To date the DOM is strong, but in all five markets, the active listing DOM already exceeds the sales DOM.
The list to sales price ratio is also strong and consistent.
In every market, active listings average a larger size than do sales. I would be concerned about this as the national economy declines. Buyers will purchase what is functional, at the lowest price. Thus, a four bedroom/two/three bath house of 2,000 SF at say $600,000 will sell much quicker than a four bedroom/two/three bath house of 3,000 SF at $850,000, all other considerations equal.
The average list price is higher than the average selling price in all five markets. However, this is typical unless the market is in a steep decline as was the case over 2007 to 2009.
What Does the data mean?
While some people may think otherwise, appraisers do not get a crystal ball when they get certified.
The best I can do is take a guess and I already admitted that I was too pessimistic on June 1, 2022. However, here are some thoughts.
There should be some consideration of the national decrease in sales on a year to year comparison. I did not perform a year to year analysis, but rather a six month to six month analysis. Thus, I am to some degree comparing apples to oranges. But my experience makes me confident that a six month to six month comparison will yield adequate data for analysis.
As compared to the national average of 27% less sales, the local data indicates 1,542 sales in the first half of the year and 1,505 sales in the second half of the year, or roughly 49.4% sales in the second period. This suggests less than a 1% decrease in sales volume and market wide stability of sales volume. To maintain or increase this volume will require some of the inventory as of July 1, 2023 to be absorbed as well as new listings being exposed to the market. Exposing listings at sane pricing will help.
The ongoing red state versus blue state controversy will probably continue to introduce out of the area buyers to the market. I would think that most of those who want to come and can afford to come has already occurred, but the best option are baby boomers who are now retiring and do not have employment or young children holding them back. Baby boomers range from 1946 to 1963 age ranges. A baby boomer born in 1955 is now 68 and primed to move. It appears there is an eight year supply of
baby boomers on the horizon.
I note that some local organization, perhaps the TDC, indicated tourism was off 20% this year as compared to last year. Conversations with waitresses and charter boat captains support this comment. This will be a factor for owners who are using their homes for seasonal rentals and for locals who are paying high rent into the teeth of decreasing income. While probable seasonal rental income is decreasing, expenses such as ad valorem taxes and insurance are increasing. I would note that this particular segment of the overall market is small, perhaps only 5%.

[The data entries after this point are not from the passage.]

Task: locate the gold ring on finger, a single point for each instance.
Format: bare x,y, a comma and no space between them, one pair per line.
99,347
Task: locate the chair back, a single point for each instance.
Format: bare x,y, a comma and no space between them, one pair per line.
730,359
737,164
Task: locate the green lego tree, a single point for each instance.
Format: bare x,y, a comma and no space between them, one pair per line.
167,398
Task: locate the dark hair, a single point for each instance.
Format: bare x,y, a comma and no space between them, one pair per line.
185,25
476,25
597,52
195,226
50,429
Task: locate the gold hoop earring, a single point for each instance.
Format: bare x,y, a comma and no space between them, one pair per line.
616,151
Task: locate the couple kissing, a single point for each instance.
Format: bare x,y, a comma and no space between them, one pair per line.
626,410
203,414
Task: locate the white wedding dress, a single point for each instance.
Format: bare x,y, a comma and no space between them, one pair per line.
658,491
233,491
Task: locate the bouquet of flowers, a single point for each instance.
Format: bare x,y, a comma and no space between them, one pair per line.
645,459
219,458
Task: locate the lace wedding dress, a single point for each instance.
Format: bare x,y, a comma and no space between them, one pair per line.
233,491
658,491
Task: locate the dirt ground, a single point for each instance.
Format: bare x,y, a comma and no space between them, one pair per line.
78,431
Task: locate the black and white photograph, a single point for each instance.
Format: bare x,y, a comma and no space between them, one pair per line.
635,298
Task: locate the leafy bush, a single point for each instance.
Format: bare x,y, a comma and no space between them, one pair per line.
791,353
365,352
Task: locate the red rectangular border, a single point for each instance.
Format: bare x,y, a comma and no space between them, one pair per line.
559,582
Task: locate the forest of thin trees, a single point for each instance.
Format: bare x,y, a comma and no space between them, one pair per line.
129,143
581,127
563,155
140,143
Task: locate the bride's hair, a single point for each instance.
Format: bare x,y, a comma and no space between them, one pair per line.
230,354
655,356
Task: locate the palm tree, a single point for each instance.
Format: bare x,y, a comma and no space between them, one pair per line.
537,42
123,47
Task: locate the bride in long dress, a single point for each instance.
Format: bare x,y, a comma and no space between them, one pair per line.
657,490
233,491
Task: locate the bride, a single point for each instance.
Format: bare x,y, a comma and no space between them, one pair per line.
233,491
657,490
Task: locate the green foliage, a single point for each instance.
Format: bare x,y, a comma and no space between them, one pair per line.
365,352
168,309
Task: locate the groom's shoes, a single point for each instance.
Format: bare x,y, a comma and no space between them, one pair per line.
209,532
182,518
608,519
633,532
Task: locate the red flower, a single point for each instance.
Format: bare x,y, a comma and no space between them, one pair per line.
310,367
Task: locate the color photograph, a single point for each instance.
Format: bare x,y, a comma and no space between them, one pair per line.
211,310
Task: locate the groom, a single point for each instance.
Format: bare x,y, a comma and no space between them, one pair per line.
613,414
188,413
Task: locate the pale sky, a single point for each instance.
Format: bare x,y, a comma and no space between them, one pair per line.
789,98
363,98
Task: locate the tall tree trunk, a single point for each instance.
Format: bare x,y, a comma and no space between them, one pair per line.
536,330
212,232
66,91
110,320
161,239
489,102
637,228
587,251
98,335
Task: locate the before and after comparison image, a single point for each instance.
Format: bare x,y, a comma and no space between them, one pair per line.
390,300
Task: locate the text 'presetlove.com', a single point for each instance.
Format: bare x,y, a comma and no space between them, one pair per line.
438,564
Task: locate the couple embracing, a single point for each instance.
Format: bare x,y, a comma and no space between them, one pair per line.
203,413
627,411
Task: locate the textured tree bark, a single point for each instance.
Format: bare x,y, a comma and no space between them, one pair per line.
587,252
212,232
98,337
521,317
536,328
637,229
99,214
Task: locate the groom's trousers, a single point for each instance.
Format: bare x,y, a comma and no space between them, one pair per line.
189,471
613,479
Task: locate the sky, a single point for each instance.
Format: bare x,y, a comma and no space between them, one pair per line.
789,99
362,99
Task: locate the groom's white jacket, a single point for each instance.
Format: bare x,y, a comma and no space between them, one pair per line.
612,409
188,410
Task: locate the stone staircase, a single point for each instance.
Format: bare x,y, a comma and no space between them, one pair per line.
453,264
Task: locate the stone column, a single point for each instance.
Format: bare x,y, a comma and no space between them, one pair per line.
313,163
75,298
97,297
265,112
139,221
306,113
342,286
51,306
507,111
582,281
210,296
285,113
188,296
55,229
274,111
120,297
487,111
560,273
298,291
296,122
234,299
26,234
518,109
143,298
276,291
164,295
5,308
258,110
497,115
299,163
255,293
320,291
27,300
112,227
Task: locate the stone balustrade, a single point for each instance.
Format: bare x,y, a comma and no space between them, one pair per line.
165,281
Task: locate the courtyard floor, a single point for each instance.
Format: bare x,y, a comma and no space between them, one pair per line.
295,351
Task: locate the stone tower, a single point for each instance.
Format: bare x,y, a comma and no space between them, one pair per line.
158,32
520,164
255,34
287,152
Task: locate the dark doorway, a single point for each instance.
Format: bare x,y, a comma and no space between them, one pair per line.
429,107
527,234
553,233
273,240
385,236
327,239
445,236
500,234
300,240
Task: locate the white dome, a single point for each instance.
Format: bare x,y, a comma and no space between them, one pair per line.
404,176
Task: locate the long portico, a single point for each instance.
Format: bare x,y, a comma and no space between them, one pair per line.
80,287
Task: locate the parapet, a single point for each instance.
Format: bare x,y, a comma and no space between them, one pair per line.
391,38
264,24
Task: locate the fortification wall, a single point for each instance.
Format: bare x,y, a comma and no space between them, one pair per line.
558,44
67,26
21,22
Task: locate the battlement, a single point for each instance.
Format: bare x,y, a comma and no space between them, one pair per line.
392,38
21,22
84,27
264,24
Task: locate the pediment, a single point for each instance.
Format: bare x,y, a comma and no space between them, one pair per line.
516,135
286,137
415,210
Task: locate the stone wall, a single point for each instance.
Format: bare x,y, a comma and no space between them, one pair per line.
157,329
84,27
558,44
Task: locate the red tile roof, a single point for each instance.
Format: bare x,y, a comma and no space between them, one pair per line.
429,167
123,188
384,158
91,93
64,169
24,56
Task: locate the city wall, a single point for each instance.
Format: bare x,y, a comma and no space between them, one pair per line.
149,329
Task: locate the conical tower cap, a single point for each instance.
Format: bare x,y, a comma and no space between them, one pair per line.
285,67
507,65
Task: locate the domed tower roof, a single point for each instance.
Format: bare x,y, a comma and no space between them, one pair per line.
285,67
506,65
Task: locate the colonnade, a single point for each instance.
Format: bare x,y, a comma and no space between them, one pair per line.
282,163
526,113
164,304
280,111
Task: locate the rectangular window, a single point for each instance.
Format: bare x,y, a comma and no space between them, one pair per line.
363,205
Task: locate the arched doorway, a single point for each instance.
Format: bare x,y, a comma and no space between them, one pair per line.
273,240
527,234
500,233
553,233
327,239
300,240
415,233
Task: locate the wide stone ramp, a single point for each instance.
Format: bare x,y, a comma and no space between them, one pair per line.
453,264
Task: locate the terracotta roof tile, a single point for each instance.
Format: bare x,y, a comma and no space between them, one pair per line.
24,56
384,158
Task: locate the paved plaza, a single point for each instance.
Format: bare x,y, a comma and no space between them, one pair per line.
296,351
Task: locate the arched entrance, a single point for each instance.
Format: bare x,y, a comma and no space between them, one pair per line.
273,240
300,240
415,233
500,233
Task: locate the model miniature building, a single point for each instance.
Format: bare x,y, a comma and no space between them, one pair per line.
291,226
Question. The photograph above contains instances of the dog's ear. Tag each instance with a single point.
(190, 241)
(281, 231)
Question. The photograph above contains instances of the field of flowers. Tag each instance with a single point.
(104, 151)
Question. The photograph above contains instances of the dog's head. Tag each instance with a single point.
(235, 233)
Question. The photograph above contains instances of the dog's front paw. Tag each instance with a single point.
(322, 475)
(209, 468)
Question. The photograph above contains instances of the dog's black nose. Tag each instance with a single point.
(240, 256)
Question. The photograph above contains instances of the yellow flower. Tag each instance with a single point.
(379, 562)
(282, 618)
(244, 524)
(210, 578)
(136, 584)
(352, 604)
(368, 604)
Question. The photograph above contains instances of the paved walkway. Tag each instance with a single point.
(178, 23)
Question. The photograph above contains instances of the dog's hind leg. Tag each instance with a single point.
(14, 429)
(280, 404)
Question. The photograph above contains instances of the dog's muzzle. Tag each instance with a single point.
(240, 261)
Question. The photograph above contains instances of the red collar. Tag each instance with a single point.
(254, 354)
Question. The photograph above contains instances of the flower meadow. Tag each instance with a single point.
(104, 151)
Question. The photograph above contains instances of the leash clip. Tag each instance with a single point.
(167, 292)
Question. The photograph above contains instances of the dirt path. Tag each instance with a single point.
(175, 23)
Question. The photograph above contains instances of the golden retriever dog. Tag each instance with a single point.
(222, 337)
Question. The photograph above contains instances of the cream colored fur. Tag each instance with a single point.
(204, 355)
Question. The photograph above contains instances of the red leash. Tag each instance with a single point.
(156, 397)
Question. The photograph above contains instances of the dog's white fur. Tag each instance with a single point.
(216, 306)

To sum this up, recent history suggests that, at worst, the local market will meander sideways for several months and perhaps a few years. However, I project that a decrease in interest rates to say 4% will trigger many active listings as there are many owners out there with a 3% loan and a lot of actual or perceived equity, who want to cash out. To do that now requires a cash buyer as a buyer who needs to get a 6-7% loan will do the math and offer less to make up for the interest difference in the payment.
Finally, this market is different from the 2005 to 2010 market debacle as lenders have been more selective about lending criteria and down payments. There is no doubt there will be some foreclosures, however, the abyss from 2005 to 2010 will not re-occur.